I due registi funzionano come una coppia affiatata, in cui non si riesce chiaramente a distinguere il contributo di ciascuno. Rodriguez, da un lato, cede il passo a Miller, rinunciando in parte al proprio stile per rappresentare l’immaginario di un altro autore dalla personalità spiccata. D’altro canto non si può non pensare che l’efficacia del ritmo narrativo e della messa in scena siano in larga parte merito suo.
Il risultato è un film sperimentale, capace di superare i titoli ispirati ai fumetti che da qualche anno affollano le sale: non si tratta più di prendere in prestito qualche personaggio o frammento di trama e costruire una nuova storia pensata per il cinema. Qui è proprio il fumetto, con le sue peculiarità visive, che prende vita e passa dalla staticità della pagina stampata al dinamismo del grande schermo.

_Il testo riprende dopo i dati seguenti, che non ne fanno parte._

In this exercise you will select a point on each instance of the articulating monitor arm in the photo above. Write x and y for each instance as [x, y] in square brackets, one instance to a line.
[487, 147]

Sam Raimi nel suo “Spiderman” era riuscito a farlo per qualche sequenza. Le evoluzioni del protagonista appeso alle sue ragnatele non erano un riadattamento, ma proprio quelle che i lettori di fumetti conoscevano ed amavano. La sensazione più forte nel vedere quelle immagini non era la meraviglia per spettacolari acrobazie o innovativi effetti speciali, ma lo stupore nel riconoscere pose e movimenti, visti e rivisti tante volte sulle pagine del proprio fumetto preferito.
Miller e Rodriguez, insieme, ci hanno saputo dare quel senso di “deja-vu” per la durata di tutto un film, insieme allo stupore di una sorpresa insperata e alla strana sensazione di vedere ora, per la prima volta, quelle storie così stilizzate, iconografiche da sembrare il ricordo di un sogno.